The OECD Shipbuilding Committee held a workshop on 30 October on a global level playing field for the shipbuilding sector to ensure that global shipbuilding remains “balanced and competitive” and is not distorted through unfair state support or other factors.
The International Maritime Organization has set a target for shipping to be at net zero by 2050, and the organization will have to agree to midterm measures – a pathway to achieve this goal – at its meeting of the Marine Environment Protection Committee (MEPC 83) in April 2025.
This poses a challenge for shipbuilders, as there is no consensus on alternate fuels, and the trajectory is influenced by the decisions of major shipping companies to invest in a particular fuel. Many shipowners use LNG as a transition fuel, but this is not a green solution due to the high amounts of methane released.

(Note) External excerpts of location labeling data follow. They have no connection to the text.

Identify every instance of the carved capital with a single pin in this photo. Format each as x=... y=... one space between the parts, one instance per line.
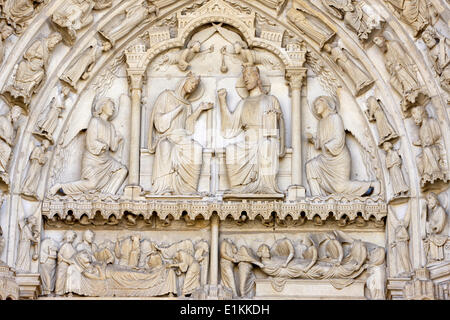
x=295 y=77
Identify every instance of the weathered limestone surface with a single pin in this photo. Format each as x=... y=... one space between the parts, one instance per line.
x=224 y=149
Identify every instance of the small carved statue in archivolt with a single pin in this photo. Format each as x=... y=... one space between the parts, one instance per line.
x=38 y=159
x=329 y=172
x=65 y=258
x=394 y=166
x=100 y=171
x=403 y=73
x=430 y=162
x=301 y=18
x=48 y=121
x=354 y=16
x=361 y=81
x=399 y=244
x=8 y=128
x=123 y=23
x=439 y=54
x=183 y=58
x=376 y=281
x=436 y=231
x=27 y=250
x=375 y=112
x=253 y=164
x=47 y=268
x=178 y=158
x=5 y=32
x=31 y=71
x=20 y=12
x=73 y=15
x=416 y=13
x=249 y=57
x=81 y=68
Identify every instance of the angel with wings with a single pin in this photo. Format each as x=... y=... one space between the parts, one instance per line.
x=399 y=243
x=330 y=171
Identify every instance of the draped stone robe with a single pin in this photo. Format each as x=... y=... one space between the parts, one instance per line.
x=329 y=172
x=253 y=164
x=100 y=171
x=178 y=158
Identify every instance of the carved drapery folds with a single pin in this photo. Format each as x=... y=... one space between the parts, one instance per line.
x=238 y=123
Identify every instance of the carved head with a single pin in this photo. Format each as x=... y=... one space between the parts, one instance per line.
x=419 y=113
x=251 y=77
x=69 y=236
x=432 y=200
x=238 y=46
x=105 y=106
x=263 y=251
x=429 y=37
x=191 y=83
x=88 y=236
x=324 y=105
x=53 y=40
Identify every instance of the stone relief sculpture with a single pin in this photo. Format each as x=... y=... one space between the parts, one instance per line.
x=28 y=241
x=394 y=166
x=47 y=268
x=5 y=32
x=81 y=68
x=439 y=55
x=416 y=13
x=31 y=71
x=38 y=159
x=64 y=260
x=135 y=13
x=178 y=158
x=100 y=171
x=429 y=162
x=249 y=57
x=376 y=281
x=48 y=121
x=362 y=82
x=329 y=172
x=399 y=244
x=403 y=73
x=19 y=13
x=354 y=16
x=183 y=58
x=435 y=236
x=74 y=15
x=8 y=127
x=252 y=165
x=375 y=112
x=319 y=33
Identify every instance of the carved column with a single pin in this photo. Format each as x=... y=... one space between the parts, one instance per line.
x=135 y=58
x=295 y=76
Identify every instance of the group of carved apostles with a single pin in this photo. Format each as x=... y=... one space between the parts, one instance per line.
x=252 y=164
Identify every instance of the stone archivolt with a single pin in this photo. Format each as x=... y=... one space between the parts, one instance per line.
x=252 y=162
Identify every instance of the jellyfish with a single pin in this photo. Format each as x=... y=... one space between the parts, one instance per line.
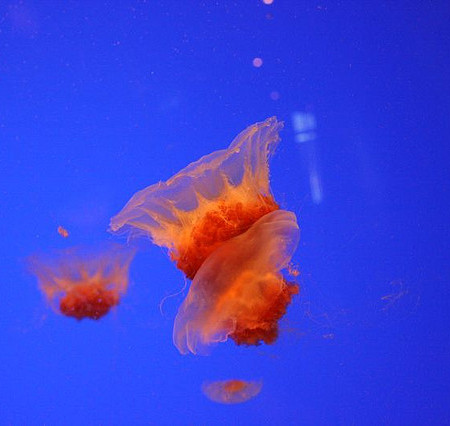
x=240 y=291
x=83 y=283
x=222 y=226
x=232 y=391
x=209 y=202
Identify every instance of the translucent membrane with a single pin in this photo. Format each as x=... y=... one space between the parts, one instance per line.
x=210 y=201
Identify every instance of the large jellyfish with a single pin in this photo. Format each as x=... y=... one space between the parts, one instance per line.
x=239 y=291
x=83 y=283
x=223 y=228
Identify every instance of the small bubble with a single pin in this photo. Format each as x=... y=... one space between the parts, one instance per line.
x=274 y=95
x=257 y=62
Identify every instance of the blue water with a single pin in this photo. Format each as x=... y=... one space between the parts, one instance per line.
x=100 y=99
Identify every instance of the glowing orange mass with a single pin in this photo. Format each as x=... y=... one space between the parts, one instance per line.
x=232 y=391
x=239 y=291
x=225 y=231
x=83 y=284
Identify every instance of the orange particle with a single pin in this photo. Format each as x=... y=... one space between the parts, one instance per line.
x=83 y=283
x=63 y=232
x=232 y=391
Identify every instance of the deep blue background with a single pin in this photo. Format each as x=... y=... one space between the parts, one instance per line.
x=100 y=99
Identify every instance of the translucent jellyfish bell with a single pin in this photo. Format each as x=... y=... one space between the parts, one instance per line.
x=210 y=201
x=239 y=291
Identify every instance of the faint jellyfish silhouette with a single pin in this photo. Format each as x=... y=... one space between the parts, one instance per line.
x=83 y=283
x=234 y=391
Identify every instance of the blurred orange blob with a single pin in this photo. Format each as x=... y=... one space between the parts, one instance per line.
x=209 y=202
x=63 y=232
x=239 y=291
x=83 y=283
x=232 y=391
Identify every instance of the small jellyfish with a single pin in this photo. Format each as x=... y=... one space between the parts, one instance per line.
x=239 y=291
x=209 y=202
x=83 y=283
x=232 y=391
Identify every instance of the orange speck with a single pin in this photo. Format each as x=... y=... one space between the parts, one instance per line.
x=63 y=232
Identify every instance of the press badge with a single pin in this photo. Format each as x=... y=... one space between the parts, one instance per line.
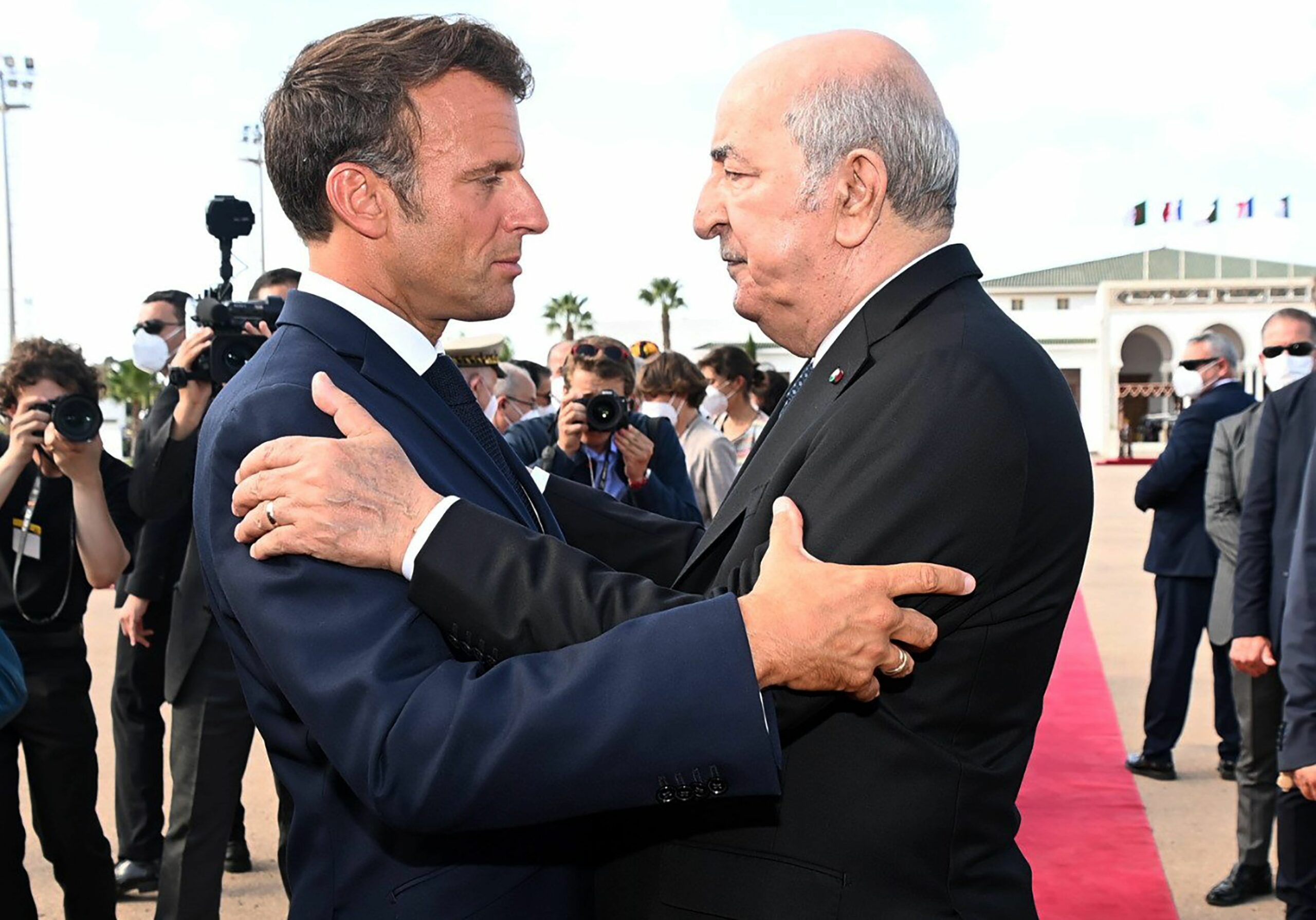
x=32 y=547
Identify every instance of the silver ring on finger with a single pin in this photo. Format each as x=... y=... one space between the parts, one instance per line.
x=901 y=669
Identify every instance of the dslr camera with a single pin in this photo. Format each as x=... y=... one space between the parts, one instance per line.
x=227 y=219
x=77 y=418
x=606 y=411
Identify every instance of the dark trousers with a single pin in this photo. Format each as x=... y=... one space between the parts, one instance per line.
x=1260 y=703
x=1295 y=882
x=57 y=731
x=135 y=710
x=208 y=753
x=1182 y=607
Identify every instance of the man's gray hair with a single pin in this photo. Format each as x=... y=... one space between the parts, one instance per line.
x=513 y=373
x=1220 y=347
x=881 y=111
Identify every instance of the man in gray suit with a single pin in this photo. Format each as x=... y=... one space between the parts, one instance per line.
x=1258 y=699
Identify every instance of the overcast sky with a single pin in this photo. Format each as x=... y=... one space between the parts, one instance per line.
x=1068 y=115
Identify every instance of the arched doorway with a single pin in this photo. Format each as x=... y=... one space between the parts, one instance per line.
x=1145 y=401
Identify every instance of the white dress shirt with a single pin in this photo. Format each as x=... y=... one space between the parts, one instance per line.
x=830 y=340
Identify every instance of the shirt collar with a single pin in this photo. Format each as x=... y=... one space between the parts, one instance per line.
x=398 y=333
x=830 y=340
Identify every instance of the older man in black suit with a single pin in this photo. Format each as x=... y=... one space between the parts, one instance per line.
x=925 y=424
x=1183 y=558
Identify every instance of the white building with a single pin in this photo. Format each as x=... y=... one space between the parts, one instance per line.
x=1117 y=327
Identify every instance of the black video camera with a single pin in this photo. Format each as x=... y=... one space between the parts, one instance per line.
x=607 y=411
x=228 y=219
x=77 y=418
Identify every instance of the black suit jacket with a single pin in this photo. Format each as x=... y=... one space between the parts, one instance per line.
x=1270 y=510
x=1176 y=488
x=1298 y=661
x=934 y=429
x=161 y=493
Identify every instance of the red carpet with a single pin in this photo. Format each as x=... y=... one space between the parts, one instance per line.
x=1084 y=824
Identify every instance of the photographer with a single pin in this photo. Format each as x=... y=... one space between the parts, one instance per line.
x=637 y=460
x=70 y=500
x=212 y=730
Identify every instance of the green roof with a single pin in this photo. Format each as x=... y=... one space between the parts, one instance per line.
x=1153 y=265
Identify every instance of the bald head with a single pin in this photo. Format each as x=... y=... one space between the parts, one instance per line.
x=844 y=91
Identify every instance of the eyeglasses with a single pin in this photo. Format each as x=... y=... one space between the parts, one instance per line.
x=588 y=351
x=1296 y=349
x=154 y=327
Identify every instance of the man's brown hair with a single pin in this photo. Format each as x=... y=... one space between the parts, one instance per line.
x=673 y=374
x=346 y=99
x=602 y=365
x=34 y=359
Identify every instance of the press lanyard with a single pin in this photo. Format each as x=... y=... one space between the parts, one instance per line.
x=23 y=544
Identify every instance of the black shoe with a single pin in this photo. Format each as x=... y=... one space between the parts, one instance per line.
x=1242 y=885
x=1149 y=768
x=237 y=857
x=141 y=877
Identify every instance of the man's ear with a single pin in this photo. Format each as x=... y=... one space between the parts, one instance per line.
x=360 y=199
x=861 y=195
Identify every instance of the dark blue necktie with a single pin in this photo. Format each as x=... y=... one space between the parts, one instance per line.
x=449 y=384
x=797 y=385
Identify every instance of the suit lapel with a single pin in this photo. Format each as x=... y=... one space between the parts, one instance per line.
x=386 y=369
x=885 y=312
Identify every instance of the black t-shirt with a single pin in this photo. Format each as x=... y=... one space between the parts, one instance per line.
x=41 y=582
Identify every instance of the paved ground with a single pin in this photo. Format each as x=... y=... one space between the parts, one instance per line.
x=1193 y=819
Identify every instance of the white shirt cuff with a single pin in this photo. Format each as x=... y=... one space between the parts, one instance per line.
x=424 y=532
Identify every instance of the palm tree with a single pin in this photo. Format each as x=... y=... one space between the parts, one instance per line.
x=568 y=315
x=136 y=389
x=665 y=293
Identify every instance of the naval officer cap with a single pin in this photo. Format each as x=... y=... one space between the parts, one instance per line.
x=478 y=352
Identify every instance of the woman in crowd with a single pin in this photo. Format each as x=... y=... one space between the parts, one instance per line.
x=671 y=387
x=731 y=373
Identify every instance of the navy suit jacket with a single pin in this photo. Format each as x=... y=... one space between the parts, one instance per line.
x=1298 y=658
x=1270 y=510
x=400 y=759
x=1176 y=488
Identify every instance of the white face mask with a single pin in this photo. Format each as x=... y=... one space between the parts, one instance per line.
x=151 y=352
x=715 y=402
x=660 y=411
x=1187 y=385
x=1285 y=369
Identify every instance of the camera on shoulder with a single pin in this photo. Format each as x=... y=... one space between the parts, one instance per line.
x=227 y=219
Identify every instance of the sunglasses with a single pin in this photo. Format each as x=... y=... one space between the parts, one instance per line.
x=1296 y=349
x=154 y=327
x=611 y=352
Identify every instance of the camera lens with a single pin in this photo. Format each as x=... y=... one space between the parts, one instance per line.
x=77 y=418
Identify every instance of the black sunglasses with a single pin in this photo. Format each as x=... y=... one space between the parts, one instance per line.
x=1296 y=349
x=154 y=327
x=612 y=352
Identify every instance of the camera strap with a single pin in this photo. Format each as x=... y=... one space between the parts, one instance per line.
x=23 y=544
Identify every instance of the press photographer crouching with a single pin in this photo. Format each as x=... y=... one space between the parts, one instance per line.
x=212 y=730
x=71 y=532
x=598 y=440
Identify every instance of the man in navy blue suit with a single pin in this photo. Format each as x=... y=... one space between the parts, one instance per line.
x=1183 y=558
x=410 y=749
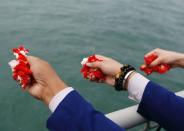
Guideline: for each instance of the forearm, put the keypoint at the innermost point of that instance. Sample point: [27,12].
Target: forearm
[180,60]
[75,113]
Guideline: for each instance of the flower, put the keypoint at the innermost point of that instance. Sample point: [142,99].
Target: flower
[162,68]
[21,67]
[92,73]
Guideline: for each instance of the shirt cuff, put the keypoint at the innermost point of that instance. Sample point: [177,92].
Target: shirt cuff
[136,87]
[58,98]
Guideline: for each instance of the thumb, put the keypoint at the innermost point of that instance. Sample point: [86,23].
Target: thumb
[94,64]
[156,62]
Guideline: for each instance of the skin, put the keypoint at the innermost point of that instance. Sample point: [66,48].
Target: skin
[174,59]
[47,83]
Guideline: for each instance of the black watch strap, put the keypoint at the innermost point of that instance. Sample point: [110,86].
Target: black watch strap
[120,78]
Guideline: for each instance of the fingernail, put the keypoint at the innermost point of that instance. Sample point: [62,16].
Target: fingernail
[89,64]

Green fuels are expected to raise freight rates – the cost of shipping cargo from one place to another – by 80 per cent.
The biggest concern for OECD members was the rise of China as a shipbuilding superpower. Measured in gross tonnage, more than half the world’s ships are made in China. Chinese ships are produced with state support, distorting competition.
IndustriALL presented the workers’ perspective. For unions, the biggest factor that undermines a level playing field is workers’ rights and conditions. Unions agree that good practice includes:
- High safety standards
- Competitive wages and good working conditions
- Investing in a core workforce
- Providing training and entry routes into the industry
- Treating migrant workers and contractors equally
However, best practice is expensive. Companies and countries gain short term cost advantage by undercutting standards. Countries with strong unions are more likely to adhere to best practice, which puts them at a cost disadvantage. There is divergence within OECD countries, but greater divergence between OECD and non-OECD countries – particularly China.
China has the lowest labour costs for shipbuilding in the world – 7.4 times lower than in German. China has not ratified core ILO Conventions on freedom of association and collective bargaining, and the country has no free unions. It undercuts competitors because workers have no rights.
Addressing the meeting, Roy Houseman of the USW and Peter Greenberg of the IAMAW explained their unions’ decision to file a 301 trade petition with US government, arguing that state support, intellectual property theft and a lack of workers’ rights has allowed China to dominate. One of the relief measures proposed by the unions is a port fee on Chinese-made ships.
IndustriALL industry director Walton Pantland said:
“There is good will in the shipbuilding committee to uphold high labour standards. However, this is undermined by China’s failure to respect workers’ rights. The US unions have an interesting solution to this, but the labour movement needs to develop a global response.”
IndustriALL proposed convening an ILO sectoral technical meeting to reach agreement on best practice.